Since uncompensated care and the inactivity of the uninsured have emerged as central points of contention, it helps to be able to point out that Obamacare-style policies in Massachusetts have actually made cost-shifting worse. So will the federal plan, as millions are pushed into government-funded health programs where they will consume more care without the feds picking up the entire tab. Medicaid, for example, underpays doctors and hospitals by 42 percent.
Thankfully, Romney isn't going to be in the courtroom in Atlanta on Wednesday. He's also been absent from the proceedings in Cincinnati, where a similar anti-Obamacare lawsuit is working its way through the Sixth U.S. Circuit Court of Appeals. But it would be nice if he were making the helpful arguments about mandates rather than the hurtful ones.
The political and legal challenges will collide inside the halls of the Supreme Court. Even some of the conservative justices will be reluctant to overturn a high-profile act of Congress based on the constitutionality of a provision that has arguably been within the bipartisan mainstream. Romney's position highlights the long list of Republicans, including some of his primary opponents, who have gone on record in support of a federal individual mandate before.
In fact, people who have supported some form of a federal mandate either advised or influenced Romney on the Massachusetts health care law. That includes scholars who have been employed by conservative think tanks likely to file anti-mandate amicus briefs.
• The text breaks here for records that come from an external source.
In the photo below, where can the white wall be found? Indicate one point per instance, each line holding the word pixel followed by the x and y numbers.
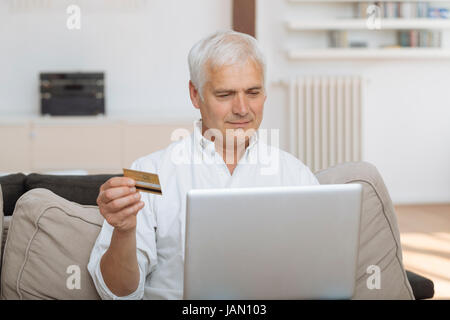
pixel 407 115
pixel 142 49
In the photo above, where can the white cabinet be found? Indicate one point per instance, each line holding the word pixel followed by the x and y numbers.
pixel 15 153
pixel 88 144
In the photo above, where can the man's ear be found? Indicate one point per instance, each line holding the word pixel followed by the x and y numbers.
pixel 194 94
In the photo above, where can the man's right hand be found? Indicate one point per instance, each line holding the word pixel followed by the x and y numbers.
pixel 119 203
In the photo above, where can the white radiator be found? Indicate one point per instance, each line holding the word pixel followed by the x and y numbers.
pixel 325 119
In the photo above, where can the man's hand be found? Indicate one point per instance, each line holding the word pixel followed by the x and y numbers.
pixel 119 203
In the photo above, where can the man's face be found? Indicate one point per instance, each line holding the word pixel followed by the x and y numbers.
pixel 233 98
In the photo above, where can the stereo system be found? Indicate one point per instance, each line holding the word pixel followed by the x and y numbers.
pixel 72 94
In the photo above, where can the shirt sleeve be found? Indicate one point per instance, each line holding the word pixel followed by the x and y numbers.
pixel 308 178
pixel 145 246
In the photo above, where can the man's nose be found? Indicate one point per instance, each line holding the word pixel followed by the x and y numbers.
pixel 240 105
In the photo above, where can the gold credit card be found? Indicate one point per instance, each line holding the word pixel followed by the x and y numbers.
pixel 145 181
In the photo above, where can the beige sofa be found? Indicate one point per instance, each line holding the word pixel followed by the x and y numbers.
pixel 49 239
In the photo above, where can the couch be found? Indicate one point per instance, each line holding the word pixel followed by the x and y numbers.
pixel 50 224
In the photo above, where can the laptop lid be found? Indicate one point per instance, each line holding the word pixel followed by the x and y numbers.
pixel 272 242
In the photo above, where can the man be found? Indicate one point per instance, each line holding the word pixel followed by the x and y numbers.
pixel 139 252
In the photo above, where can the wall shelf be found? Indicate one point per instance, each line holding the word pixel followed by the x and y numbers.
pixel 363 53
pixel 360 24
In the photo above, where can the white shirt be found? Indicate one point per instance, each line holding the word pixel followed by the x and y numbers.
pixel 191 163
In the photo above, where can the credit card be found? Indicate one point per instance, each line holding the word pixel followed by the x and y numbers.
pixel 145 181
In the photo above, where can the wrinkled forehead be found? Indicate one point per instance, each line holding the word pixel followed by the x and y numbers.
pixel 247 73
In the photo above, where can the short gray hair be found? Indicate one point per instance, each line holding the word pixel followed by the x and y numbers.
pixel 219 49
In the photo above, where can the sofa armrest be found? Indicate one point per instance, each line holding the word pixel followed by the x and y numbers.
pixel 422 287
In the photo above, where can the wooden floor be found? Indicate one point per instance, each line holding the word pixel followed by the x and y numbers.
pixel 425 238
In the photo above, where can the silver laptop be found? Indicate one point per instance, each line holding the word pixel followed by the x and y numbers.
pixel 272 242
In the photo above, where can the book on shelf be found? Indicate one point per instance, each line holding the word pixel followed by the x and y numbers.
pixel 419 39
pixel 406 10
pixel 337 39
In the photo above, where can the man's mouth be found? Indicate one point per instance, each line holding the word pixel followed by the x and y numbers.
pixel 239 123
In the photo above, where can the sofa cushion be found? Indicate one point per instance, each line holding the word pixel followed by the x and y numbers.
pixel 12 188
pixel 379 235
pixel 1 223
pixel 49 238
pixel 80 189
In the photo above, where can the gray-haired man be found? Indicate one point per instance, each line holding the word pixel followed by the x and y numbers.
pixel 139 252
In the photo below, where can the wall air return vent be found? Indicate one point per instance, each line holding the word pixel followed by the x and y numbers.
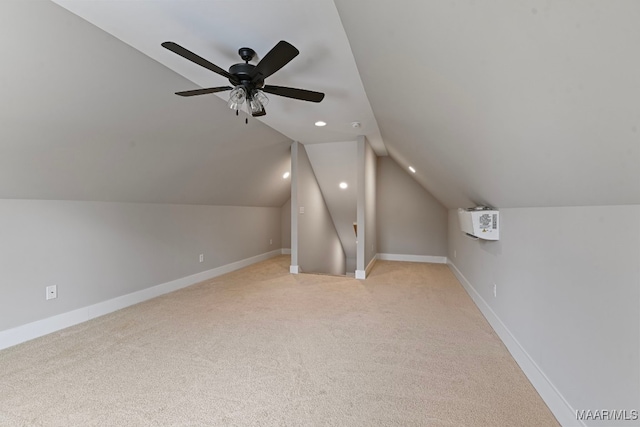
pixel 480 222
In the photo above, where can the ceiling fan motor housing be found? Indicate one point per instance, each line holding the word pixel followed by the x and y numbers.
pixel 244 74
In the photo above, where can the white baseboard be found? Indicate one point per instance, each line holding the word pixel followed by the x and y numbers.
pixel 20 334
pixel 413 258
pixel 558 405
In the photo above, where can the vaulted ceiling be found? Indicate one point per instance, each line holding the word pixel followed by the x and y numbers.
pixel 505 103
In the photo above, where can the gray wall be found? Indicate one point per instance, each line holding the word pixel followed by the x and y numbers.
pixel 95 251
pixel 319 249
pixel 285 225
pixel 568 291
pixel 410 220
pixel 370 164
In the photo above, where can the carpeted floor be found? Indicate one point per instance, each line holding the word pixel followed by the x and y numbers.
pixel 261 347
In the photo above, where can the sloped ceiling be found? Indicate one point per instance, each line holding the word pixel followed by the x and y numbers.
pixel 511 104
pixel 87 117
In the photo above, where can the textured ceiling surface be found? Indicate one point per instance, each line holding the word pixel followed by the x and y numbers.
pixel 504 103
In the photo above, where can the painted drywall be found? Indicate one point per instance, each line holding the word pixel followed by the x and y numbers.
pixel 285 225
pixel 369 184
pixel 96 251
pixel 568 292
pixel 366 212
pixel 410 220
pixel 333 163
pixel 318 248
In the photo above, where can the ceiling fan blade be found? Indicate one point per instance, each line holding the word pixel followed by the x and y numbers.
pixel 204 91
pixel 187 54
pixel 290 92
pixel 262 112
pixel 277 58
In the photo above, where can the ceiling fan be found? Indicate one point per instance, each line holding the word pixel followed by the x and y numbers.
pixel 248 79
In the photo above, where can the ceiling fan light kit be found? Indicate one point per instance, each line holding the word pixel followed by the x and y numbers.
pixel 248 79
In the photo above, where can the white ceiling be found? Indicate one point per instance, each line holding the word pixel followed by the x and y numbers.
pixel 512 104
pixel 506 103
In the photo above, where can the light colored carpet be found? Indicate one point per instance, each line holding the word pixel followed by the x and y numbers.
pixel 261 347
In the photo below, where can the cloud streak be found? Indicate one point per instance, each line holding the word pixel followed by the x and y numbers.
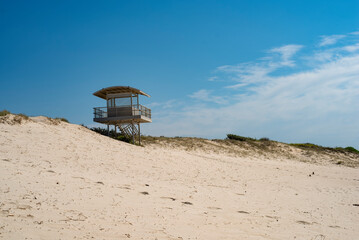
pixel 330 40
pixel 287 96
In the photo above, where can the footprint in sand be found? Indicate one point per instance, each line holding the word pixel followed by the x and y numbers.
pixel 171 198
pixel 244 212
pixel 214 208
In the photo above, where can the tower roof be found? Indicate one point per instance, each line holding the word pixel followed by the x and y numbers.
pixel 118 89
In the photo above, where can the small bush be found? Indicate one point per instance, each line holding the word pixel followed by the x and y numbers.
pixel 23 116
pixel 111 134
pixel 63 120
pixel 351 149
pixel 239 138
pixel 306 145
pixel 4 112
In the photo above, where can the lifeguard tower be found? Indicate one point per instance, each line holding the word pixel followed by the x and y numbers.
pixel 123 110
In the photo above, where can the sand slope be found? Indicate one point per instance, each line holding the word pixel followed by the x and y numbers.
pixel 62 181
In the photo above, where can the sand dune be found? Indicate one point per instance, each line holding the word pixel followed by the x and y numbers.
pixel 63 181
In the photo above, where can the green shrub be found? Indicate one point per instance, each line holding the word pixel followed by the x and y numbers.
pixel 4 112
pixel 23 116
pixel 111 134
pixel 239 138
pixel 264 139
pixel 63 120
pixel 306 145
pixel 351 149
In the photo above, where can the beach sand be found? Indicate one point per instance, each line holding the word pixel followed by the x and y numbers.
pixel 63 181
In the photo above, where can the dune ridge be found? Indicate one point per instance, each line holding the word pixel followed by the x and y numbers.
pixel 63 181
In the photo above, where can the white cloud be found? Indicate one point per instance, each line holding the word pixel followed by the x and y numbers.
pixel 287 53
pixel 205 95
pixel 330 40
pixel 313 104
pixel 351 48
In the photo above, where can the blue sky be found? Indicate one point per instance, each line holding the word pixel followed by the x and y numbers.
pixel 287 70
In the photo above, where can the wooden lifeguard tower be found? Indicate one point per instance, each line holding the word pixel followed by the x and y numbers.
pixel 123 110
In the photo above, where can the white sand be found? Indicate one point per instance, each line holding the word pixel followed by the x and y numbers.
pixel 66 182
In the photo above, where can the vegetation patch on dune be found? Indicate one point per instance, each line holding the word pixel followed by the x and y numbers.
pixel 239 146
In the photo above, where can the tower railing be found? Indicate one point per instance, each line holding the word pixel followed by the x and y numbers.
pixel 122 111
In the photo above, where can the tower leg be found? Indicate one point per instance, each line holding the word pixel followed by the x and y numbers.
pixel 139 134
pixel 133 132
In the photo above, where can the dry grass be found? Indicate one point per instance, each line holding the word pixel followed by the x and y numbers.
pixel 259 148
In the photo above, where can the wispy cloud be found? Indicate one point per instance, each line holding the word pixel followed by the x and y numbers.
pixel 330 40
pixel 311 96
pixel 287 52
pixel 205 95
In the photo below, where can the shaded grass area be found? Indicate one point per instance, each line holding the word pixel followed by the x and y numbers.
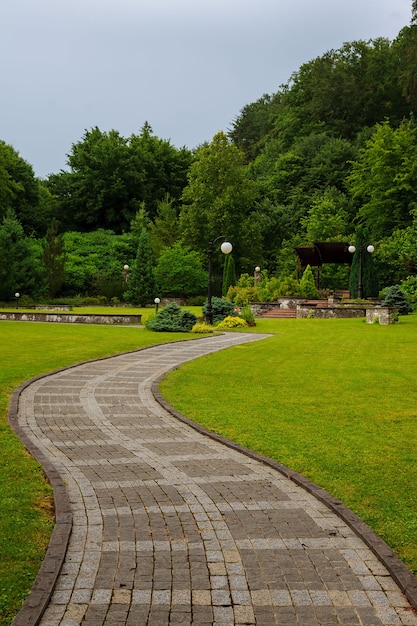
pixel 335 400
pixel 26 350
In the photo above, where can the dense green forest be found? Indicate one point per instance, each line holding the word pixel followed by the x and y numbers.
pixel 331 156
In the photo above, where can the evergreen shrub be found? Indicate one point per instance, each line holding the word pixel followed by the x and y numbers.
pixel 396 298
pixel 172 319
pixel 409 287
pixel 247 315
pixel 231 321
pixel 202 328
pixel 241 296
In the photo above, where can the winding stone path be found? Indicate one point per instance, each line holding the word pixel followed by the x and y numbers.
pixel 158 523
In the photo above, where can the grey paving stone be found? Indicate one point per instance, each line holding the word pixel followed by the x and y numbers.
pixel 165 525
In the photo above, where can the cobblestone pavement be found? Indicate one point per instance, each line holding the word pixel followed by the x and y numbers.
pixel 169 526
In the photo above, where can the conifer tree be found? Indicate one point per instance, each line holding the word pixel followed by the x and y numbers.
pixel 229 274
pixel 308 284
pixel 142 288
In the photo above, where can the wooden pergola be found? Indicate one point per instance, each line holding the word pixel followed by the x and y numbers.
pixel 323 252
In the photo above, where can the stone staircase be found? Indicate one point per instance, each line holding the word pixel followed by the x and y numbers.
pixel 275 313
pixel 287 313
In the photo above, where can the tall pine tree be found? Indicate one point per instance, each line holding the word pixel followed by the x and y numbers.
pixel 141 287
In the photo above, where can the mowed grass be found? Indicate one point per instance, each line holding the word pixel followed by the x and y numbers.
pixel 335 400
pixel 26 350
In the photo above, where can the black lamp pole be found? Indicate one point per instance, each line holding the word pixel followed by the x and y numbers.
pixel 226 248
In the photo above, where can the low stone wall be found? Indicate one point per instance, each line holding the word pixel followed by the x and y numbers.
pixel 284 302
pixel 71 318
pixel 54 307
pixel 373 314
pixel 330 312
pixel 380 314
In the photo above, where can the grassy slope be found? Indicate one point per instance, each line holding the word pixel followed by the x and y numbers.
pixel 333 399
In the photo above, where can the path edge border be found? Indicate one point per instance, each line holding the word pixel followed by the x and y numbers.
pixel 36 602
pixel 404 578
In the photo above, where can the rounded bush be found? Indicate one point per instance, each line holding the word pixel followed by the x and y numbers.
pixel 231 322
pixel 202 327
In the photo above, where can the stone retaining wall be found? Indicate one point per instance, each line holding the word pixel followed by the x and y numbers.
pixel 373 314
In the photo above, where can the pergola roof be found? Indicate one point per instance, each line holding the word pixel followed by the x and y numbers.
pixel 324 252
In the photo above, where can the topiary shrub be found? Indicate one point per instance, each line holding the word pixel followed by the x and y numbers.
pixel 247 315
pixel 396 298
pixel 308 284
pixel 172 319
pixel 202 328
pixel 221 309
pixel 231 321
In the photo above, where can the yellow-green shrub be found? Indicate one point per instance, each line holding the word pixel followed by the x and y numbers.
pixel 231 322
pixel 202 327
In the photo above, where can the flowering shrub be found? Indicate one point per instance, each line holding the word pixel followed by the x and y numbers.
pixel 231 322
pixel 172 319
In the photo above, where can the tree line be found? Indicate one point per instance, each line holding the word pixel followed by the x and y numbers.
pixel 331 156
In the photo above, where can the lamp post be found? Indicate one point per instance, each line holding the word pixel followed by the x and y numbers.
pixel 226 248
pixel 370 248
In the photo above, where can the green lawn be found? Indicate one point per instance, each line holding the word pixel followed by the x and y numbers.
pixel 335 400
pixel 26 350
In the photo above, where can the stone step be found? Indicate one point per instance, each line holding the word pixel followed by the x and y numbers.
pixel 280 313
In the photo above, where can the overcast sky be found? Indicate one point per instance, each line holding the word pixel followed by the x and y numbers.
pixel 187 67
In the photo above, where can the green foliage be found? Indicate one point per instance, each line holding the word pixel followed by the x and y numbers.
pixel 389 194
pixel 53 259
pixel 370 282
pixel 94 263
pixel 202 328
pixel 247 315
pixel 240 296
pixel 308 284
pixel 229 274
pixel 231 321
pixel 335 424
pixel 21 193
pixel 172 319
pixel 409 287
pixel 269 289
pixel 395 297
pixel 179 272
pixel 165 229
pixel 111 177
pixel 219 200
pixel 221 308
pixel 141 286
pixel 19 267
All will be Exhibit A when Team Obama seeks to prove that Congress's power to compel people to buy health insurance is a settled matter.
That's why it is important for the matter to remain manifestly unsettled. If Romney is the Republican nominee, Obamacare opponents will have little choice but to vote for him. Unlike Obama, he will support its repeal and nominate judges more likely to be sympathetic to its reversal. But Romney's history, in the context of a GOP that has mostly been AWOL on free-market health care reform, would make both fights considerably harder.